Overall - random forest is good at providing more consistent variable importance than KNN but this comes with a big disclaimer of it depends on a lot of other factors. The more important thing to determine is if you would cross fold do the estimates change drastically for your original importances. If they do vary drastically then you should evaluate those ranges and overlap and likely lead to the conclusion you cannot really determine the most important variables consistently.
Thank you for the reply. I did cross-fold the RF model by using the CV argument in the caret::train function with K-folds between 2 and 10. The variables are ranked in the same order regardless of the K-fold number. However, there is an odd observation when I refined the model and chose the five most important variables out of 10 in total. In the variable importance results of the refined model, (with 5 explanatory variables), the second-best variable in the 10-input variable model outranked the most important variable.
That can definitely happen.

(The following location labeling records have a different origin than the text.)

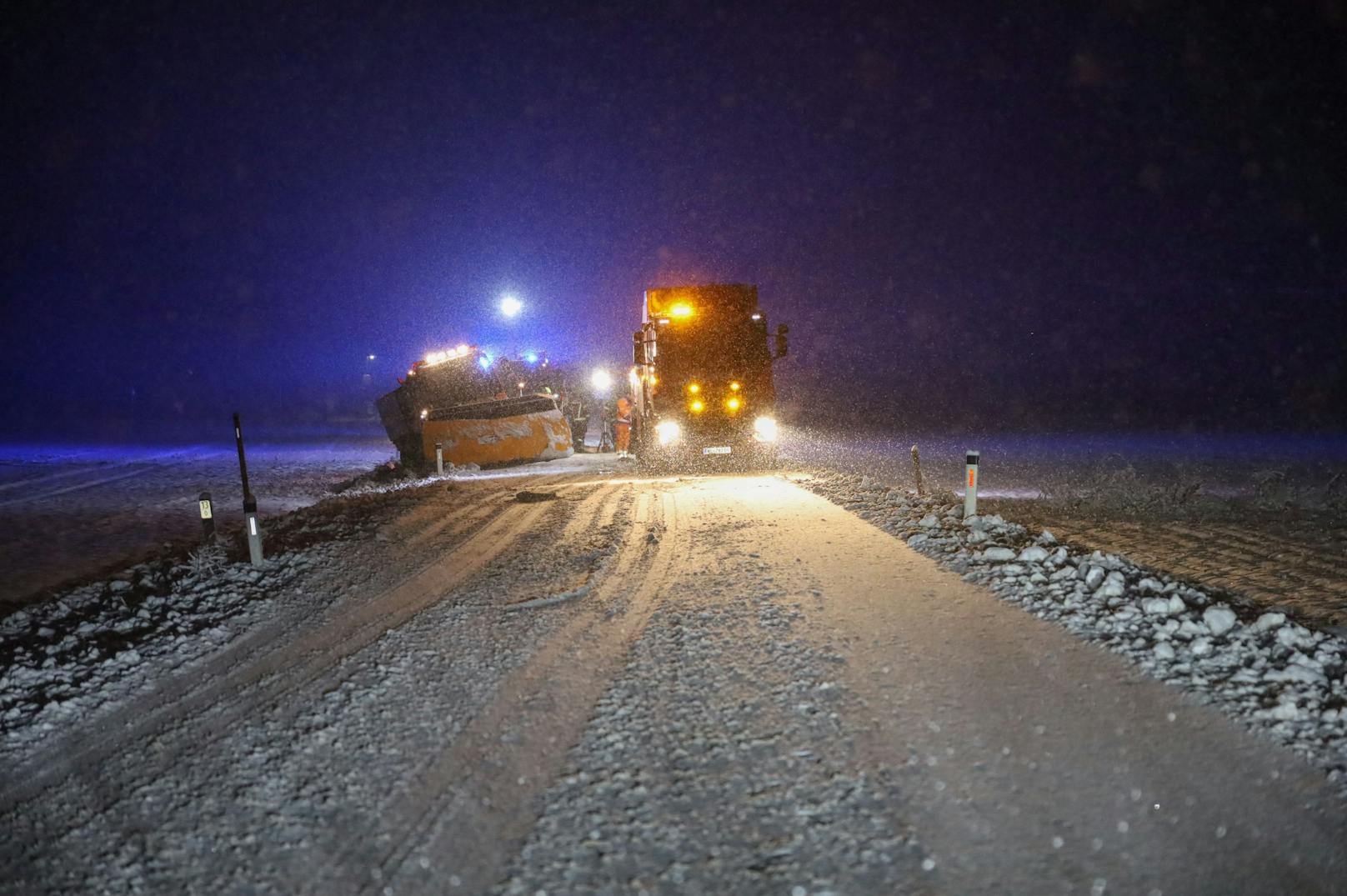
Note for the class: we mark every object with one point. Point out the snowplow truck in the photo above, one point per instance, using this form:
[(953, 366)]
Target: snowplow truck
[(702, 378), (457, 399)]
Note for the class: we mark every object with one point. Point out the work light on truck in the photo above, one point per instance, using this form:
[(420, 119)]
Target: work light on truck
[(667, 433)]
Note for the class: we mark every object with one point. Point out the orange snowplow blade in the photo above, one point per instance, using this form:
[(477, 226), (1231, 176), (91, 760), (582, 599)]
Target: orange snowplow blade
[(540, 435)]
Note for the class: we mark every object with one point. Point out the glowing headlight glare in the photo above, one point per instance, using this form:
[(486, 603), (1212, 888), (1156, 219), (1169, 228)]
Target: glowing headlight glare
[(667, 432)]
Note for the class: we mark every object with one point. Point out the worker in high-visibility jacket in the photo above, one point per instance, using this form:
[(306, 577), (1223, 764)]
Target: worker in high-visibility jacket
[(623, 428)]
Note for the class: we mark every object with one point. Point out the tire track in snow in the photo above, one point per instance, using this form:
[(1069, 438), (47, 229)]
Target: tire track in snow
[(240, 679), (477, 801)]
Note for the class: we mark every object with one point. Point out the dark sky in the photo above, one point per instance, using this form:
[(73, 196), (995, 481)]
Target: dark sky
[(1115, 214)]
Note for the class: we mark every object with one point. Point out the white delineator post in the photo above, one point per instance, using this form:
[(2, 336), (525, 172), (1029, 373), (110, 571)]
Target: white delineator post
[(208, 518), (253, 531), (970, 485)]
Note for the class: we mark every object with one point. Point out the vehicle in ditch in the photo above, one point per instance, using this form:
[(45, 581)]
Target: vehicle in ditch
[(476, 408)]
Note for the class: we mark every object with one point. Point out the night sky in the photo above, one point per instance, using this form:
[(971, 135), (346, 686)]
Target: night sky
[(1121, 216)]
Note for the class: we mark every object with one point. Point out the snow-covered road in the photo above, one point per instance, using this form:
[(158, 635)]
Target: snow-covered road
[(701, 685)]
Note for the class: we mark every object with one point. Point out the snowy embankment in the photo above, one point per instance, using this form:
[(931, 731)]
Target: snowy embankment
[(102, 643), (1268, 671)]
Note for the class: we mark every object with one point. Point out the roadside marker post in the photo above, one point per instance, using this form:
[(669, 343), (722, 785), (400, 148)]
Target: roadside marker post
[(970, 492), (208, 518), (249, 502), (253, 533)]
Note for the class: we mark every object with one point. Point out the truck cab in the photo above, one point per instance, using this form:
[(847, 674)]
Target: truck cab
[(702, 378)]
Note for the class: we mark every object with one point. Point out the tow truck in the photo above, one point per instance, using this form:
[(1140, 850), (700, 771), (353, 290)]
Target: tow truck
[(702, 378)]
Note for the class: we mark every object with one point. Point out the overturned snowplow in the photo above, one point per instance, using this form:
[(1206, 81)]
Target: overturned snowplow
[(454, 399)]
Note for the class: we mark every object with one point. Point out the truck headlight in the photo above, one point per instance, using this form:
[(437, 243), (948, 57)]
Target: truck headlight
[(667, 433), (764, 428)]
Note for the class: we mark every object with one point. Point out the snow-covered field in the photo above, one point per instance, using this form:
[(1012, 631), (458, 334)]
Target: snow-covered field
[(1273, 674), (674, 685), (69, 513)]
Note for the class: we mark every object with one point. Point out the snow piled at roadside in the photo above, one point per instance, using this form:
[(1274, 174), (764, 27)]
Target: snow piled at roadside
[(1270, 673), (100, 643)]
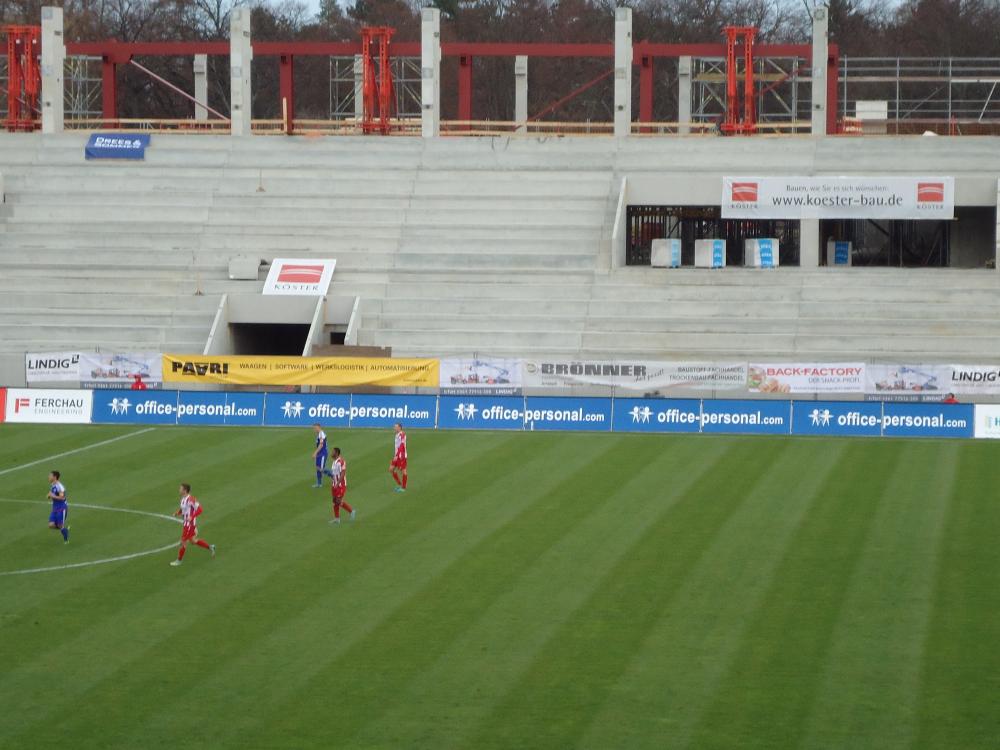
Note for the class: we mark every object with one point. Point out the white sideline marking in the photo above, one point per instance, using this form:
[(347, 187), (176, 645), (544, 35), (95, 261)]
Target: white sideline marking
[(76, 450), (119, 558)]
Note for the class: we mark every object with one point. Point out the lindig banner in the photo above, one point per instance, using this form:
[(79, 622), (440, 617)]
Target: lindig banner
[(791, 197)]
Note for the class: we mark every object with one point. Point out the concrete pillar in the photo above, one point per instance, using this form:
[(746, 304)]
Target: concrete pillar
[(430, 73), (521, 92), (240, 57), (819, 72), (684, 95), (359, 89), (53, 61), (809, 243), (201, 86), (623, 71), (996, 257)]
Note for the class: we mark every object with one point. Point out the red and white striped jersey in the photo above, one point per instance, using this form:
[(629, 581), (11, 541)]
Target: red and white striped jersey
[(190, 509), (339, 471)]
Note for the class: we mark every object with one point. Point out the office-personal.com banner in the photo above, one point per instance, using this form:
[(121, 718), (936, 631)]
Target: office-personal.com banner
[(472, 412)]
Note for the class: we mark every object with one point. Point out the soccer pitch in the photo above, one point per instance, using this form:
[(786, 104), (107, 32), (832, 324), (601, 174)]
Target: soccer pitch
[(530, 590)]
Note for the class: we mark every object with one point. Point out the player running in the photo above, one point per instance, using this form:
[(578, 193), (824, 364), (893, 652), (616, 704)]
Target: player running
[(338, 486), (60, 508), (397, 467), (189, 511), (320, 455)]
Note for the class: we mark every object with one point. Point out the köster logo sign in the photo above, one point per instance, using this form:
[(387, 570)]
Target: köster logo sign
[(295, 274), (744, 192), (930, 192)]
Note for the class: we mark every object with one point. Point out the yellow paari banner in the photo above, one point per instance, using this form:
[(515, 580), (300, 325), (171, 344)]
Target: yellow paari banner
[(334, 371)]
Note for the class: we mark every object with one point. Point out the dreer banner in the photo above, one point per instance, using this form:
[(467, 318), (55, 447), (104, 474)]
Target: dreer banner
[(117, 146)]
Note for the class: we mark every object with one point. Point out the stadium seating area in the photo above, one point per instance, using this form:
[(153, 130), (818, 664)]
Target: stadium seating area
[(454, 246)]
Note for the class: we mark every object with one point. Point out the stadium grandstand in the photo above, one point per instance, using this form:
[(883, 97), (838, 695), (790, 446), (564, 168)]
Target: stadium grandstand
[(526, 238), (665, 372)]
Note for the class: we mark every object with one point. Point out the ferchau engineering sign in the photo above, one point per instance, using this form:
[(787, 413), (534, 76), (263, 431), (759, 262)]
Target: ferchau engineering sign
[(838, 197)]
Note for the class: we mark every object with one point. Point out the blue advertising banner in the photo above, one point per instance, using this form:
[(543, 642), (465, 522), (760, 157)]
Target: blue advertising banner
[(481, 413), (117, 146), (245, 408), (859, 418), (214, 407), (301, 409), (657, 415), (927, 420), (385, 411), (718, 253), (201, 407), (766, 253), (746, 417), (559, 413), (841, 253), (135, 407)]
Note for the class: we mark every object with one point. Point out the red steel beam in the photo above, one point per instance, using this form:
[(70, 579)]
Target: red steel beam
[(286, 84), (465, 87)]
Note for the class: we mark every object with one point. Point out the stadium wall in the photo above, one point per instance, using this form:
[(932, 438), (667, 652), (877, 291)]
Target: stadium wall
[(520, 413)]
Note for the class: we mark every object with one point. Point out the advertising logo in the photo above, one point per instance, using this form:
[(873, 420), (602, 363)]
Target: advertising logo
[(135, 407), (45, 406), (930, 192), (557, 413), (285, 410), (657, 415), (385, 411), (927, 420), (746, 417), (857, 418), (744, 192), (988, 421), (481, 413), (298, 274)]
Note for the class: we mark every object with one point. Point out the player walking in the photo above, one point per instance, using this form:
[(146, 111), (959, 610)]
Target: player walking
[(338, 486), (320, 455), (397, 467), (60, 508), (189, 511)]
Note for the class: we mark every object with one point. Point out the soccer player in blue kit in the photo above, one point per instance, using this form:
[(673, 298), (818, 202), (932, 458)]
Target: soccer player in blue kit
[(320, 455), (60, 508)]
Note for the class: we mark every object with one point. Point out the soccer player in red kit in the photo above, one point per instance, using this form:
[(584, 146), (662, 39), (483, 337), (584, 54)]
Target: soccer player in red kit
[(189, 511), (338, 486), (397, 467)]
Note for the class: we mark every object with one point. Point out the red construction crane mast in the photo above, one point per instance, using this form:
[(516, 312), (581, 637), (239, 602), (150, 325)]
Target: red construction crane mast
[(377, 88), (739, 44), (24, 78)]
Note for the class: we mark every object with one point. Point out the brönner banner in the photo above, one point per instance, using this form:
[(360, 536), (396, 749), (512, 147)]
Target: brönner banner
[(640, 375), (328, 371), (838, 197), (840, 377)]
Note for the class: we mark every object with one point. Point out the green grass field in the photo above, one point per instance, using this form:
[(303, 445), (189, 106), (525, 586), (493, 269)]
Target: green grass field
[(531, 590)]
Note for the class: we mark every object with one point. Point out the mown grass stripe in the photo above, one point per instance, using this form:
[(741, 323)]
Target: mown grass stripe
[(671, 681), (480, 666), (870, 682), (764, 698)]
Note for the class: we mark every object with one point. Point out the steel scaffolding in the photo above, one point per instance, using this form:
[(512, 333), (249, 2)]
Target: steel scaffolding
[(346, 81)]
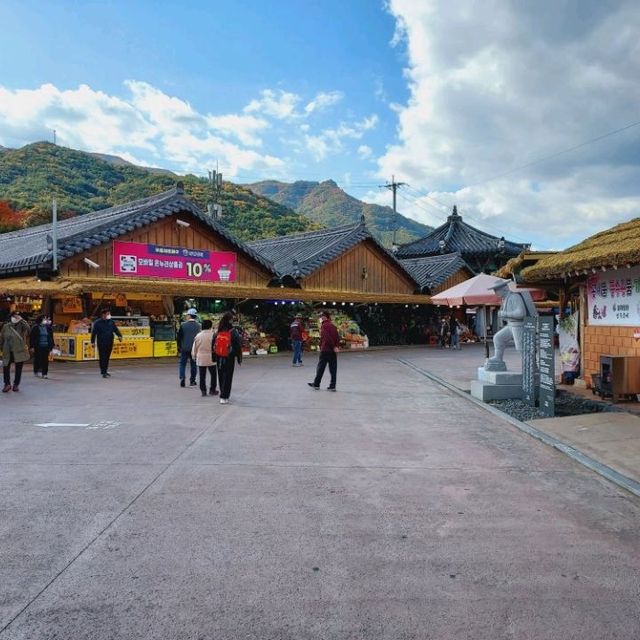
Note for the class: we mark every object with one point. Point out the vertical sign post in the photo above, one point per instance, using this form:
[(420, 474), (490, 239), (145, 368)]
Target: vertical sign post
[(529, 352), (547, 366)]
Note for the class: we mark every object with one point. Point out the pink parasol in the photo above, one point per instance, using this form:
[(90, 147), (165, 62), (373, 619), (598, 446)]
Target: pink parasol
[(477, 291)]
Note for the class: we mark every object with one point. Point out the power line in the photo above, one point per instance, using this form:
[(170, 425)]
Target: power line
[(556, 154), (394, 186)]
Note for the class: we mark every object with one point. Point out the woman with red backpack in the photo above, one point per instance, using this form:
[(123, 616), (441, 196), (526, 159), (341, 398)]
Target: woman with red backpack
[(227, 348)]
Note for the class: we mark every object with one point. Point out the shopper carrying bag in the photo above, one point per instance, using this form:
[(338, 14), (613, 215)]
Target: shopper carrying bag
[(227, 349)]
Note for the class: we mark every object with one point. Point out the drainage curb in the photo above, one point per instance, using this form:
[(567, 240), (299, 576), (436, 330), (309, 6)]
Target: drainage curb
[(601, 469)]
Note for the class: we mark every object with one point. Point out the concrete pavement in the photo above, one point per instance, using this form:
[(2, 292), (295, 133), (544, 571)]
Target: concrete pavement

In the 10 variable model the second-best variable likely shared "information" with other variables in the set but in the reduced set it contributed more than the other 4 that were added. Therefore, you can end in up in a situation where the most important will differ depending on what else is included (once again it depends on how big that difference was to begin with because your exact number is technically an estimate and there will be a range). This is why order effects are so dangerous in normal backward/forward regressions. This is where I typically prefer to do best subset regressions and see ideal n number of IVs sets against the DV.
Thank you so much for your quick replies, it means a lot to me.
Also, I was wondering if independent variables are highly correlated, would that weaken the output of the random forest model? I mean, can I still trust the r-squared and other metrics of an RF model, despite the presence of multicollinearity?